Taboo

Il ne m’arrive que très rarement de regarder des séries ou des films. Je les trouve ennuyeux au bout de quelques dizaines de minutes. Tout me semble excessif et cousu de fil blanc. Les séries, passé les premiers épisodes qui instaurent une attente, deviennent un sempiternel recommencement et les personnages sont atrocement prévisibles. Cela dit, j’ai tenté récemment de regarder Taboo, une série portée toute entière par Tom Hardy, de la conception à l’interprétation.

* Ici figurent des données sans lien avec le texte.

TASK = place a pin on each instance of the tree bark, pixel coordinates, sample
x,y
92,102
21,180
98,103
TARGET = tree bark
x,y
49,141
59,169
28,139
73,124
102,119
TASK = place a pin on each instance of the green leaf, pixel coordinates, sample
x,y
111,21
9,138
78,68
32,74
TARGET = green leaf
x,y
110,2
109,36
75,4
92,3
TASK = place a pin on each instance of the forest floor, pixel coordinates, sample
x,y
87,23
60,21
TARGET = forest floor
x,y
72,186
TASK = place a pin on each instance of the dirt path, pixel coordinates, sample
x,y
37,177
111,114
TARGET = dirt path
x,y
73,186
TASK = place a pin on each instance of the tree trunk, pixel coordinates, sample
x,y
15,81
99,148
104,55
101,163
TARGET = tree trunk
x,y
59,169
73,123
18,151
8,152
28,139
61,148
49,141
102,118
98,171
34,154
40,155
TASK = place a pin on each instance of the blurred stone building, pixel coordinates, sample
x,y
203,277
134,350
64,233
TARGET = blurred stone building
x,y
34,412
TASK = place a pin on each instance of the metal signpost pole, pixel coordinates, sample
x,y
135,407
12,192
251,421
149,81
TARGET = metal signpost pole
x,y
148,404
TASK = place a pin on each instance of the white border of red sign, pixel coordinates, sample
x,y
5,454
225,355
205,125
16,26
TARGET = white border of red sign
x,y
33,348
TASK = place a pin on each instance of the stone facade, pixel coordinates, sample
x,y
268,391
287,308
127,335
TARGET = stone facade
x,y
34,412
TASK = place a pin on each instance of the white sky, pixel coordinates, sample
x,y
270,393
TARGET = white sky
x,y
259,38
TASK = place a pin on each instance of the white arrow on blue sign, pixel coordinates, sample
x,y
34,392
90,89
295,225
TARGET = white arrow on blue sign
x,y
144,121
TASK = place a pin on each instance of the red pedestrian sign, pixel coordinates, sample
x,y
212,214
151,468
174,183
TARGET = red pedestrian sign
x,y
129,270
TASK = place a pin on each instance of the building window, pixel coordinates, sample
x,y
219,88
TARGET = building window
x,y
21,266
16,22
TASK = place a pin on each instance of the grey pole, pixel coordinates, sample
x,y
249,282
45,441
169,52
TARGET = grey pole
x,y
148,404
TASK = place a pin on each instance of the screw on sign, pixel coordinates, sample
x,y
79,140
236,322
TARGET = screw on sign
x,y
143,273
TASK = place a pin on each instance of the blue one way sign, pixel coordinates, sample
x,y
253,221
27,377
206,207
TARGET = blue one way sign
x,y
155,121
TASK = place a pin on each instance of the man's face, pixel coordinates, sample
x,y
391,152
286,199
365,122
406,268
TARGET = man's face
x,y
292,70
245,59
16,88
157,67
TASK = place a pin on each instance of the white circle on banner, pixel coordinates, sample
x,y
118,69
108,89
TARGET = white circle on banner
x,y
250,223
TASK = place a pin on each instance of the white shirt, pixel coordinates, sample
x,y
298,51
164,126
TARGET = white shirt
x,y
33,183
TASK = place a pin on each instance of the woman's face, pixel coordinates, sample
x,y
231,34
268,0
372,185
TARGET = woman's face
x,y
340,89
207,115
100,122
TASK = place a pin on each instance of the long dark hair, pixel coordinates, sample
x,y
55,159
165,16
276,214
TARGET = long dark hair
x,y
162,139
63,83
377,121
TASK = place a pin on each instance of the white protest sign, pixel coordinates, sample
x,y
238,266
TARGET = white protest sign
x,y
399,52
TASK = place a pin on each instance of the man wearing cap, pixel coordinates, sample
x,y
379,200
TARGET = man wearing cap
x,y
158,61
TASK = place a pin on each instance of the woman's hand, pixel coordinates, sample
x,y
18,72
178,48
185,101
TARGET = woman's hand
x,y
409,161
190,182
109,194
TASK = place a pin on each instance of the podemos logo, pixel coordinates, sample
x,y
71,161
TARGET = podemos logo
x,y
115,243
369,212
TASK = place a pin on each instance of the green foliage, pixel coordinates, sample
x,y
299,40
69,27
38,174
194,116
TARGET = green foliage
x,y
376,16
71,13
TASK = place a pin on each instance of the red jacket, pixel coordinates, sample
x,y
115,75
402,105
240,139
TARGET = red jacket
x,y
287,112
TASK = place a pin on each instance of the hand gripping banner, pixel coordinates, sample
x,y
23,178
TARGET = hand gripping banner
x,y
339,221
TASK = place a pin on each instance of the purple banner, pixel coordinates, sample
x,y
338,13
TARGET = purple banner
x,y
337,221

L’esthétique gothique et brumeuse de Londres au XIXème siècle est remarquable quoi qu’un peu pesante à force et Tom Hardy possède un charisme monolithique qui fonctionne relativement bien – quoi qu’il devienne pénible au bout de quelques épisodes, mais cela paraît inévitable. Cette série m’intéressait surtout en ce qu’elle mettait en scène la Compagnie des Indes orientales et donnait une approche intéressante des relations anglo-américaines au début du XIXème siècle, et de ce point de vue elle est relativement stimulante.

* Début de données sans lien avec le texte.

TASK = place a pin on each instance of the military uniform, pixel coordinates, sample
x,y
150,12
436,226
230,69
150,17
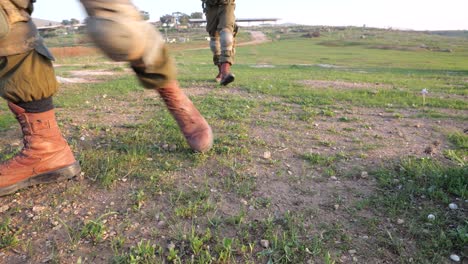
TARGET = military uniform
x,y
222,28
28,83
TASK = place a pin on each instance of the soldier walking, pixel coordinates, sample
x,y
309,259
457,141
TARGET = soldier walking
x,y
28,83
222,28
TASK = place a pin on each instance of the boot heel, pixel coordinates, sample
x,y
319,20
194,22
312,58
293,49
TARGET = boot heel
x,y
57,175
54,176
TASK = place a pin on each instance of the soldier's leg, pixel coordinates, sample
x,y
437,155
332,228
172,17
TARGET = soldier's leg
x,y
28,84
215,44
226,28
215,47
117,27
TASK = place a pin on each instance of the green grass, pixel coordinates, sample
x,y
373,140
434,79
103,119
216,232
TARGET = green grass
x,y
430,186
8,236
224,205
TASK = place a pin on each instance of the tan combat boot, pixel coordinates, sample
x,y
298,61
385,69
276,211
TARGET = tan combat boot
x,y
192,124
218,77
226,76
45,157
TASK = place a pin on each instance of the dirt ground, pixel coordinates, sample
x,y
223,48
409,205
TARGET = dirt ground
x,y
282,176
370,137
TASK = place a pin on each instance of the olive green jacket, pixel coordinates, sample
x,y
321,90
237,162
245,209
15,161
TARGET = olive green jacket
x,y
19,34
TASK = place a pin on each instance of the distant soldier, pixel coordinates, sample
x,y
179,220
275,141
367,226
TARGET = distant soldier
x,y
222,28
28,83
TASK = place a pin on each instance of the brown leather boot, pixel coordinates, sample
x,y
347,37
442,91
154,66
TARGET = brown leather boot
x,y
226,76
218,77
45,157
194,127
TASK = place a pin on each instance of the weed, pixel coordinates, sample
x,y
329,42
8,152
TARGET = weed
x,y
7,234
95,229
142,253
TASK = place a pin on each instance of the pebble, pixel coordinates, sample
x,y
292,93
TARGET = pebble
x,y
38,209
161,224
4,208
265,243
455,257
170,246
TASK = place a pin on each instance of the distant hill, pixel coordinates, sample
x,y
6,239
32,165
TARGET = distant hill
x,y
451,33
44,23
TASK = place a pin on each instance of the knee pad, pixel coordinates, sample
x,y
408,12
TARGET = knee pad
x,y
227,41
118,29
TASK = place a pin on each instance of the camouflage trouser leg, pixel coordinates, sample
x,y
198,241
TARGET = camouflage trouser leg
x,y
221,27
117,27
27,77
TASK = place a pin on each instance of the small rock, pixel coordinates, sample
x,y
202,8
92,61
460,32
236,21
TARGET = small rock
x,y
265,243
170,246
430,150
161,224
364,175
4,208
455,257
431,217
38,209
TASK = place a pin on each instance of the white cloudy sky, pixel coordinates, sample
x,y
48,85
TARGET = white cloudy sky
x,y
404,14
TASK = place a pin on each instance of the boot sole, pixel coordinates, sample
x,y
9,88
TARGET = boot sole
x,y
228,79
48,177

Il semble cependant que cette série ne puisse échapper aux deux travers de l’époque qui sont une fascination malsaine pour la déviance et l’obscène et une génuflexion devant le politiquement correct qui tourne au ridicule. L’inceste et le meurtre horrible font partie intégrante du personnage et  tout est exposé avec une complaisance qui finit par écoeurer sous couvert d’un vague secret que l’on évente dès les premières scènes. On pourrait admettre que cette fascination morbide pour le crime et le tabou fasse partie du concept (d’où le titre, n’est-ce pas), mais le ridicule entre en scène quand est introduit un personnage Noir abolitionniste qui cherche à faire un procès à la Compagnie pour le naufrage d’un navire rempli d’esclaves. Ce n’est pas tant l’anachronisme évident de ce type de vision du monde et le politiquement correct larmoyant qui le soutien que l’affirmation on ne peut plus sérieuse d’une falsification idéologique de l’histoire qui rend la chose effarante. Ce personnage soutient en effet que les pyramides d’Égypte ont été construites par des Noirs et, fort de cet argument, cloue le bec à deux représentants de la Compagnie. Tom Hardy nous fait une magnifique crise de kémitisme aigü. Cela ne pourrait être qu’anecdotique mais se révèle inquiétant car il s’agit d’introduire dans la culure mainstream populaire des notions historiques entièrement fausses et idéologiquement dirigées contre les peuples européens. Pire encore que l’ignorance est l’illusion de la connaissance.